Listen To These Eerie 'X-Files' Sounds Recorded At The Edge Of Space

LISTEN: Eerie 'X-Files' Sounds Recorded At The Edge Of Space

What does the edge of space sound like? Pretty darn strange. Just have a listen to these acoustic signals recorded in the stratosphere some 22 miles above Earth's surface (above).

At frequencies below 20 hertz, these so-called "infrasounds" are too low for the human ear to hear. But sped up by a factor of 1,000, they sound "kind of like 'The X-Files,'" Daniel Bowman, a graduate student in geophysics at the University of North Carolina at Chapel Hill and the leader of the recording effort, told Live Science.

Up, up, and away. For the research, conducted as part of NASA's High Altitude Student Platform program, Bowman attached microphones to a helium balloon and then sent it on a 9-hour flight above New Mexico and Arizona, according to Live Science. The flight took place on Aug. 9, 2014.

It's not the first time recordings of atmospheric infrasound have been made. But in many previous efforts, the recordings were made on the ground -- and extraneous noise was a problem.

"I decided to try putting microphones on balloons to reduce the wind noise (the balloon moves at the same speed as the wind) and to see if I could find sounds that don't make it down to Earth," Bowman told The Huffington Post in an email.

Decoding the mystery.

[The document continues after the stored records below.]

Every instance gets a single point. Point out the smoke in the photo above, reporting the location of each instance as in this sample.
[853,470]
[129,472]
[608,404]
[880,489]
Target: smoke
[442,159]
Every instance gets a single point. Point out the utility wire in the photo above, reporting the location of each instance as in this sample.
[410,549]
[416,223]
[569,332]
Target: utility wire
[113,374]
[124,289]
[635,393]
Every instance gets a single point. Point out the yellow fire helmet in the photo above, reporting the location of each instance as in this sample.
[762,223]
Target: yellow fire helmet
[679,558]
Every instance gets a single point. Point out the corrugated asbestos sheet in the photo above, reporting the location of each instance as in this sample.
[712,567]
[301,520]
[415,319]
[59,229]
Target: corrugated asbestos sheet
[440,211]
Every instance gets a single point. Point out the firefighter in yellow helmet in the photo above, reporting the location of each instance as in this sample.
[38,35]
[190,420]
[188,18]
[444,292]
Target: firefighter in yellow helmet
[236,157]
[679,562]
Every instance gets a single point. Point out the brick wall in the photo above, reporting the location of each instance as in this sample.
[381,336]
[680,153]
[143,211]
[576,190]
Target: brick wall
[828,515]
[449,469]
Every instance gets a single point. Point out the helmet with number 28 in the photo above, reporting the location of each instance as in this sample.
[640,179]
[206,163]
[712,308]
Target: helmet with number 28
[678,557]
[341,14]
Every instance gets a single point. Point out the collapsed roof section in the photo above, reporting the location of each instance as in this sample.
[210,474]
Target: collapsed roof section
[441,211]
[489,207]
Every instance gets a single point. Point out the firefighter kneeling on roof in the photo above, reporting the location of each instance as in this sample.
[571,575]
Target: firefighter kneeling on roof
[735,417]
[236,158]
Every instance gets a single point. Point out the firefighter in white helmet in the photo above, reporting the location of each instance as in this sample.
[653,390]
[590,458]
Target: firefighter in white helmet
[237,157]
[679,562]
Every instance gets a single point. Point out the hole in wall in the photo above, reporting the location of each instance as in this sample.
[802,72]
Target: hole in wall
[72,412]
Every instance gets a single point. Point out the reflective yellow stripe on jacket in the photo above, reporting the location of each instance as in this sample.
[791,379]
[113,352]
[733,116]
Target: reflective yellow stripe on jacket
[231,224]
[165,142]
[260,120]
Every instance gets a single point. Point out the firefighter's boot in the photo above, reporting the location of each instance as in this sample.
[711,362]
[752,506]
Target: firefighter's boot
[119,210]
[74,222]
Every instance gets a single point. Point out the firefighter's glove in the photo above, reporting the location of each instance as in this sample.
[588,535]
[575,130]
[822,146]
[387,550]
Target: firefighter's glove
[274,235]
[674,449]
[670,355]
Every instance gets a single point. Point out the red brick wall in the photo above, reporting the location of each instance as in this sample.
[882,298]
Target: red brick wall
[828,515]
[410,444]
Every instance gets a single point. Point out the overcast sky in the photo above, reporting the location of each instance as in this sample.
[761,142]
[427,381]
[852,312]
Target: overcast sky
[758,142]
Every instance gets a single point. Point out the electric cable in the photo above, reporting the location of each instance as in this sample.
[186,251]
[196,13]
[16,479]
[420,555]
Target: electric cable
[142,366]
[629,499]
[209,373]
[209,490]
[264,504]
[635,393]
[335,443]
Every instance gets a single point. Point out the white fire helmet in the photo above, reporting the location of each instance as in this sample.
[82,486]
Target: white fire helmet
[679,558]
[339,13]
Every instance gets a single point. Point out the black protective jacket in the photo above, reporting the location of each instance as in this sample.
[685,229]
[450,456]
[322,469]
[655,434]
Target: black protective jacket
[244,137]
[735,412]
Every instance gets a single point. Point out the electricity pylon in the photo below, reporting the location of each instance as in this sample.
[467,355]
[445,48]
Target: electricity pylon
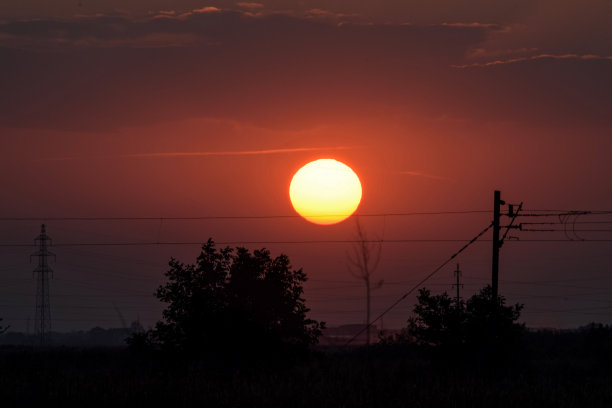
[42,316]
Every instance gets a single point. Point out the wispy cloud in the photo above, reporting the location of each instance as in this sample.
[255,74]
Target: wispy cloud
[203,154]
[251,5]
[536,57]
[421,174]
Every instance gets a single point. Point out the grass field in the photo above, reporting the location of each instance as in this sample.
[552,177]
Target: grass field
[389,376]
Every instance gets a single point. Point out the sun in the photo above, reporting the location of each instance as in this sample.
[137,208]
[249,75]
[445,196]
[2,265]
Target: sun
[325,191]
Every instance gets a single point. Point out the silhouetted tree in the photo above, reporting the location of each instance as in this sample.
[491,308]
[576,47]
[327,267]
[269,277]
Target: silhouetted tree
[492,327]
[362,263]
[232,300]
[478,325]
[437,321]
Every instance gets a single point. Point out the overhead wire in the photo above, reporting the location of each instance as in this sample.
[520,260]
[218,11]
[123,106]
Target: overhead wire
[425,279]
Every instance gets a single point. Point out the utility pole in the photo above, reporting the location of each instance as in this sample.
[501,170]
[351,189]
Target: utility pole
[497,203]
[42,317]
[458,284]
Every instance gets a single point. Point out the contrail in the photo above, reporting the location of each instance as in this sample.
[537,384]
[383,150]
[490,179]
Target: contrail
[203,154]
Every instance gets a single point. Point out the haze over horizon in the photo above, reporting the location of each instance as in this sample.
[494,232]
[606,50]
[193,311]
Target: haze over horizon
[195,109]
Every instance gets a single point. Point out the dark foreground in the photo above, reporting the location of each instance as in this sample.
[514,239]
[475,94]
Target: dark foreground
[551,374]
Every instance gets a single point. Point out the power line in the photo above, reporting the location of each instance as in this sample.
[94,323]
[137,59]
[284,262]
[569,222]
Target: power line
[288,242]
[235,217]
[422,281]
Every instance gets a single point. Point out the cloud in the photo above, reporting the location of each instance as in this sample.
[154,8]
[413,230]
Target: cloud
[280,71]
[476,25]
[250,5]
[205,154]
[208,9]
[421,174]
[585,57]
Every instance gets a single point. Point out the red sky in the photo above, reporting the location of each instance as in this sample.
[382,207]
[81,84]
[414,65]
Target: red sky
[434,104]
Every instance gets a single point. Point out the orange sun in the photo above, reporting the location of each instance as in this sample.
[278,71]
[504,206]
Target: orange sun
[325,191]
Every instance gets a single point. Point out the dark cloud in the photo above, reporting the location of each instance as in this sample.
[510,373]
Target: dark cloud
[276,70]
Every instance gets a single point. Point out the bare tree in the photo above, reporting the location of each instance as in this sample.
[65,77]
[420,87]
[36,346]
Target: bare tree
[363,260]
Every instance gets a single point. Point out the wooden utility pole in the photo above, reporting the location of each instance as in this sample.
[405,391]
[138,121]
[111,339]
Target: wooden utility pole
[458,284]
[497,203]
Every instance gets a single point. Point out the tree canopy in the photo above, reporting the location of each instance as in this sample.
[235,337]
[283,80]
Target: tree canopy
[232,299]
[477,325]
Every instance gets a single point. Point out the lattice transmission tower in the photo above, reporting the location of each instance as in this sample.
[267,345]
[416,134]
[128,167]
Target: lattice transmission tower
[42,317]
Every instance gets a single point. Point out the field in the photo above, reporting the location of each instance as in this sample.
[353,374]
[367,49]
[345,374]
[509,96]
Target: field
[552,373]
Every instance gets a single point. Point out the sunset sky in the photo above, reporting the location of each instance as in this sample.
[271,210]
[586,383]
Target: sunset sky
[154,108]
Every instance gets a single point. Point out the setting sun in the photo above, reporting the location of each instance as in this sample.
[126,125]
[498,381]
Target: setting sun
[325,191]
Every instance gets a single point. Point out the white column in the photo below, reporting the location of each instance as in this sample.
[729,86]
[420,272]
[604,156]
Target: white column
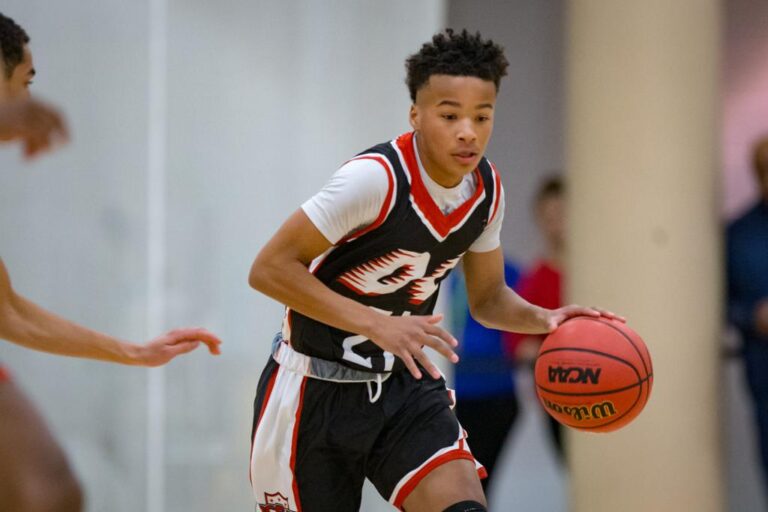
[644,239]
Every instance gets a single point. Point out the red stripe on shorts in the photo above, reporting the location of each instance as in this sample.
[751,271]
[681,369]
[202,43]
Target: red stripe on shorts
[293,444]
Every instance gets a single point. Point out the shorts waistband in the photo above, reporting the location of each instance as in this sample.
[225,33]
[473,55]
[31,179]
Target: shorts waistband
[317,368]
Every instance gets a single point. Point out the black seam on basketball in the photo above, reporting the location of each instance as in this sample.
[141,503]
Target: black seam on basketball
[600,320]
[647,370]
[594,393]
[591,351]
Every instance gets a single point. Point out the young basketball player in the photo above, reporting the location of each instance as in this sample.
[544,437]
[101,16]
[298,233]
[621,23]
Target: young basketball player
[34,474]
[344,396]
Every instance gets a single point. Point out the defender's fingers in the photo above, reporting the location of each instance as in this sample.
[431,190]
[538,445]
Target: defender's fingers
[197,334]
[183,348]
[411,365]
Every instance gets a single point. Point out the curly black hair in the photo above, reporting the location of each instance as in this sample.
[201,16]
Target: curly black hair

As for what the new stratospheric sounds could be, Bowman and his colleagues are still working to interpret them -- though they do have some guesses.

"We think that they are probably a combination of thing happening far away (commercial aircraft, waves in the Atlantic ocean, air turbulence, even air conditioners in buildings) and things happening nearby (cables vibrating on the balloon and cosmic rays hitting the sensor)," he said in the email.

If you were hoping the signals might be evidence of aliens, you're out of luck.

"There is no evidence to suggest that these signals are from extraterrestrial sources," Bowman said. "Sound cannot travel through space, so whatever is generating it must be located within about 140 km (approximately 90 miles) of the Earth's surface."

The research was presented in Pasadena, Calif. on April 23 at the annual meeting of the Seismological Society of America.